Retinol or Vitamin A1 is presented as retinyl palmitate and is one of only a handful active agents proven to reduce fine lines and wrinkles. Other vitamins included as anti-oxidants are Vitamins E and C. They protect the skin from damages by mopping up harmful free radicals.
Epidermal Growth Factor (EGF) is an extensively studied compound proven to reduce sagging, fine lines and wrinkles. It is a combination of 53 amino acids and it stimulates collagen production as well as elastin, guaranteeing structural strengthening and elasticity of the skin. Also used for its healing and anti-inflammatory properties on the skin, it won a 1986 Nobel for its discoverer.

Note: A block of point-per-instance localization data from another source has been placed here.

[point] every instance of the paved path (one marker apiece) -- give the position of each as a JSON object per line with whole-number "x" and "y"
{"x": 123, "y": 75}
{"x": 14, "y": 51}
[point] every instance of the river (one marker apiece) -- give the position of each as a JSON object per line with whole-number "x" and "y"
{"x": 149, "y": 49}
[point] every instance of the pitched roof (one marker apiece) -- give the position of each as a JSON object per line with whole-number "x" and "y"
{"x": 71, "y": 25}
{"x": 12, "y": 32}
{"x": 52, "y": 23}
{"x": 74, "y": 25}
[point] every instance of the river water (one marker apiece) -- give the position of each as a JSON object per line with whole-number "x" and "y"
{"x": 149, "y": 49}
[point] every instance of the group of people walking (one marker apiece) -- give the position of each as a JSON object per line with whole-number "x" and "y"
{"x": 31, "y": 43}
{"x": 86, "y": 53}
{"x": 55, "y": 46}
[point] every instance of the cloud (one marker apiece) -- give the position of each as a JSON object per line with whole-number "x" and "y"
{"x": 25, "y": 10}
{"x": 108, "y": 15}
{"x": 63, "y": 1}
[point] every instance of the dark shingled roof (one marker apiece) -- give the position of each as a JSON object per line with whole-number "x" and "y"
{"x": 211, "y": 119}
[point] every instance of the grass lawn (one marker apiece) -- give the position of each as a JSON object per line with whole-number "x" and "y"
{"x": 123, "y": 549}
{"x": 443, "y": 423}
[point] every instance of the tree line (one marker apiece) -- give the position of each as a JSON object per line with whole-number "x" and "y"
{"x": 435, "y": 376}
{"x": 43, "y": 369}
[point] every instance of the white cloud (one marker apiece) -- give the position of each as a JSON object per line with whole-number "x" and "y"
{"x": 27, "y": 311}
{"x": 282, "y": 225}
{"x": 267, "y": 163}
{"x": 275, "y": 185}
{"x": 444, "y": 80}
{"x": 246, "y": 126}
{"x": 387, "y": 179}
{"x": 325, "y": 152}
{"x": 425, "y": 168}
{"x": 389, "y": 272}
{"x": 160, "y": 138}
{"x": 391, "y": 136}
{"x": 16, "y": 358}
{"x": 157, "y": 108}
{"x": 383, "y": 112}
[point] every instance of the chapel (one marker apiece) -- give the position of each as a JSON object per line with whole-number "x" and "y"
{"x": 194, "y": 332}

AHAs, also called alpha hyaluronic acids, and beta hydroxyl acids promote exfoliation of the skin epidermis by dissolving the “glue” holding dead skin cells together. By exposing new skin cells, the skin looks younger naturally. These active agents are naturally occurring on the skin as hyaluronan which is inhibited by the enzyme hyaluronidase. Certain anti-aging products include agents that blocks the actions of this enzyme, therefore, allowing the natural hyaluronan to keep acting.
Coenzyme Q10 is a special anti-oxidant found in skin cells. It is also needed to remove unstable molecules such as free radicals which are damaging to the skin. However, with age, the natural store of the enzyme is depleted, necessitating replenishment from anti-aging products. Coenzyme Q10 comes in different formulations. The nano-emulsion formulation is known to penetrate deeper and provide a better anti-aging action.
Sunscreens are the last essential ingredient of anti-aging products. They are important to stem further aging of the skin especially photoaging by protecting it from the harmful effect of ultraviolet solar radiation. Sunscreens are even more important especially in formulations where exfoliating agents such as AHAs are present. By removing layers of dead cells from the skin, the skin is more exposed to harmful UVA rays. Sunscreens can offer a coat of protection when used with such agents.